Wolff has donated about 1,400 audio and video recordings, consisting of well more than 1,000 hours, to the Library of Congress, which will honor him in a ceremony next week.
Much of the material, DeAnna said, comes from an era when broadcasts were erased or not recorded at all. Wolff called some of the most memorable sports moments of the last century, including Don Larsen’s perfect game in the 1956 World Series and the Colts-Giants N.F.L. championship game in 1958. But the jewels of the collection are his interviews.
The subjects in Wolff’s trove range from Babe Ruth and Connie Mack to Derek Jeter and Alex Rodriguez, plus Vince Lombardi, Joe Louis, Jim Thorpe and nearly every other major sports celebrity to cross his path. He was a pioneer in the creation of pre- and postgame shows, which he syndicated to various teams for their local broadcasts.
“In the early days, the people doing interviews, for the most part, were former athletes,” Wolff said. “They were people who had spent their time answering questions because they were stars, and had never asked a question in their lives.”
Wolff wanted to be a baseball star, but broke his ankle in a rundown play as a freshman at Duke. He turned to broadcasting for WDNC in Durham, N.C., in 1939, and soon found a winning formula for his interviews: start with an offbeat, relaxing question; move to something newsworthy; finish with a question that focuses on a source of pride for the subject.
Wolff said he always wanted the interview to be appealing to the audience and enjoyable for the athlete, but he was no pushover. He once approached Ted Williams for an interview, and Williams, noticing the microphone, scowled at Wolff and muttered to himself. Wolff later chastised Williams, who made him a deal: the next time they met, if Williams had a certain batting average, he would do the show.

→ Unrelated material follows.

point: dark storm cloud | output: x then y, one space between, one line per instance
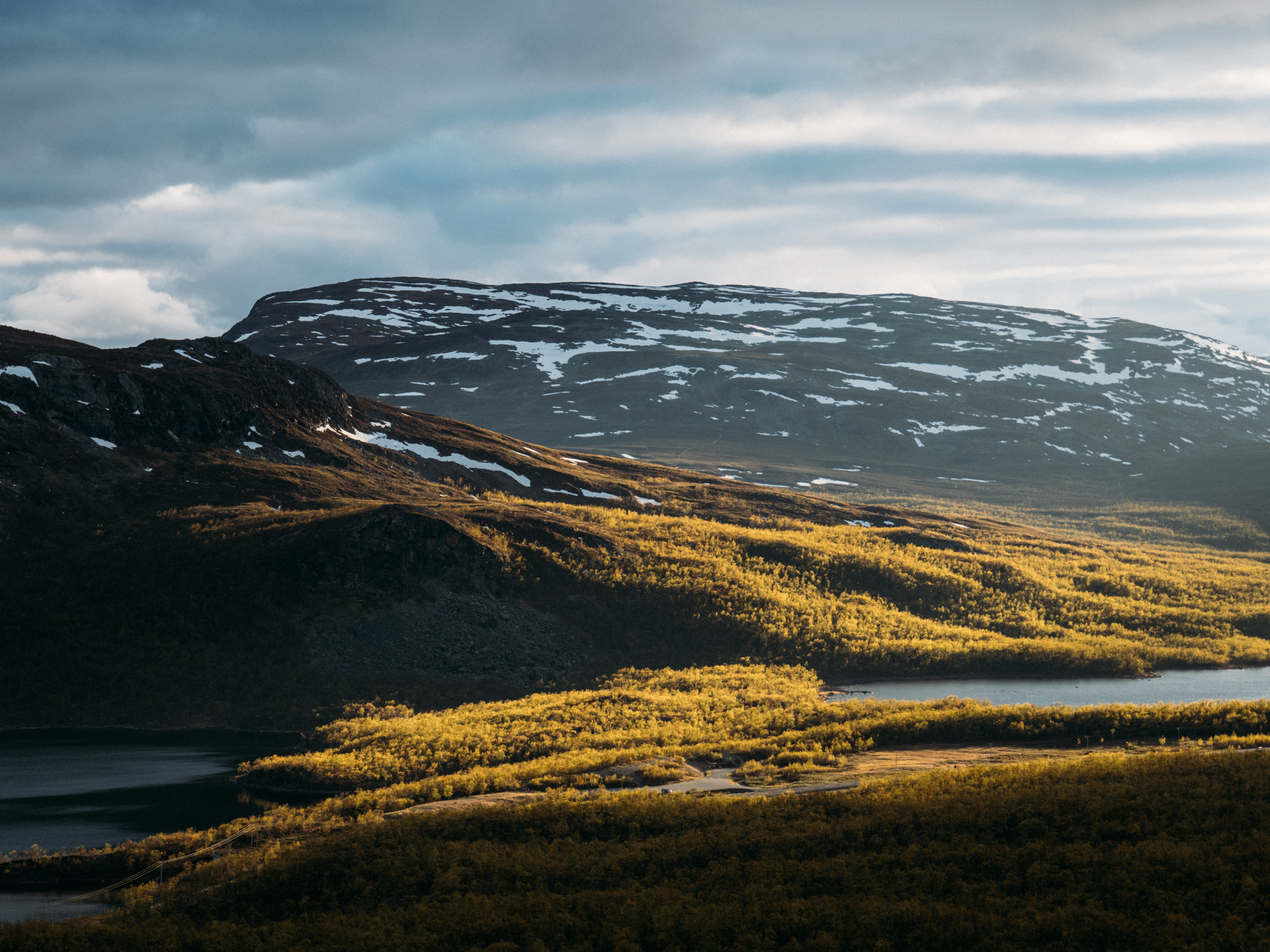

Williams, indeed, had met his high standards when he next encountered Wolff. But he had also just sworn off all interviews in another of his famous feuds with the Boston news media.
“Ted, you told me this with a handshake, but I read about what happened in Boston, and if you live up to your deal with me, as a reporter, I’ve got to ask you if you have any remorse,” Wolff said he told Williams. “But you’re a friend of mine, and if you want to bow out, we’re still friends. But if you want to go on, I’ve got to ask you the questions.”
Wolff said Williams did not hesitate.
“What time’s the interview?” Williams said. “Ask anything you want.”
Wolff, speaking over the phone from his home in South Nyack, N.Y., is known as a gentleman of the press corps; the stories behind his stories remain vivid. The interviews are compelling historical documents, and Wolff preserved many of the early ones on 16-inch lacquer discs — slices of sports’ oral history on pizza-size records.